Purple-blue stones and purple-blue marbles.

Tue Apr 5 08:56:04 PDT 2005

On Apr 4, 2005 11:17 PM, FRIEDA2133 at aol.com <FRIEDA2133 at aol.com> wrote:
> Hi Rion,  ( www.opusfest.com )
> 
> While you are working on the T-shirt idea, maybe you can
> work out something with Steven and some artists for this:
> 
> 1.  Clay rolled into a perfect round ball, fired, painted with
> a milky blue glaze and/or a milky purple glaze. Iridescent or
> two colors or one solid color??  Fired again.
> 
> 2.  A suitable pouch.

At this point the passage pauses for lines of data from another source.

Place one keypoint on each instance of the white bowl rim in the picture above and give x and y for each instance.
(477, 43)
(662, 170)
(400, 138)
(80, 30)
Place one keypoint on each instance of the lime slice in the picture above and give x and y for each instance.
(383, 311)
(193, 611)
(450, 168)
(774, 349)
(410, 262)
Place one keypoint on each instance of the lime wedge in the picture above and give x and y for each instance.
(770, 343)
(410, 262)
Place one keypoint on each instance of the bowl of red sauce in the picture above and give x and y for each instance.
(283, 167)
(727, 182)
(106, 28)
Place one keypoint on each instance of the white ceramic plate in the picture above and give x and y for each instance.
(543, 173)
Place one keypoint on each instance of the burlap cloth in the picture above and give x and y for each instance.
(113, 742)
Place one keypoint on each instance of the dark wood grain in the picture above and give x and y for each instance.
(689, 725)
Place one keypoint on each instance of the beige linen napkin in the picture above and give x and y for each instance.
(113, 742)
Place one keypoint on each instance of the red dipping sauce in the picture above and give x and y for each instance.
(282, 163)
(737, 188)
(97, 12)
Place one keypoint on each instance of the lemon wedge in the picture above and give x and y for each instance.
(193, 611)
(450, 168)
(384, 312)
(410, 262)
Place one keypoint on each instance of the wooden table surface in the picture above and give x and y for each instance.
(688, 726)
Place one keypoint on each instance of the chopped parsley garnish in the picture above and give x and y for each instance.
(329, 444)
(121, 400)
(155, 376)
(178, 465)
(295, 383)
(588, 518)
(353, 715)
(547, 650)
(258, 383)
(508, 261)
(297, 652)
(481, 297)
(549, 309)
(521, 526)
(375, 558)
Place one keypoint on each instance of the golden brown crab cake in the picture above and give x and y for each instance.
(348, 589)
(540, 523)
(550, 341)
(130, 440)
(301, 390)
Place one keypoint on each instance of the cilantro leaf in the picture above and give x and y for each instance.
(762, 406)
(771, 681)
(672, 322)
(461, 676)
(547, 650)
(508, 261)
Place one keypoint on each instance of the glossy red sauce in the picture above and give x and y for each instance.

Should it be gray for Jhereg or
> another color for an Easterner?
> 
> 3.  Some suitable text explaining by Steven what it is and the dangers of
> misuse.
> 
> Or ... if a glass bottle was used instead of a ceramic bottle
> ...I wonder if you would get a marble instead of a stone?
> 
> Bye.
> 
> Linda G.
> 
> "ceramic bottle"
> 
> Issola, paperback, Chapter 8 "Fishing Etiquette" , page 128
> 
> "It took the form of a small stone, perfectly round and about an
> inch in diameter; it was very heavy for its size, and had a sort
> of milky hue somewhere in between blue and purple."
> 
> Issola, paperback, Chapter 8, page 130.
> 
> "'Pure amorphia, I said, 'but in a form that can be worked with.'
> 
> Issola, paperback, Chapter 8, page 131.
> 
> "a small, purple-blue stone, smooth as a pearl"
> 
> Issola, paperback, Chapter 12 "Exercising Due Care for the
> Comfort and Safety of Others", page 182.
> 
> 
Wow, that would be an awesome idea! If knew how to do that, or had the
material... Damn. I know I would buy some!

-- 
-C

"Many people hear voices when no-one is there. Some of them are called
mad and are shut up on rooms where they stare at the walls all day.
Others are called writers and they do pretty much the same thing."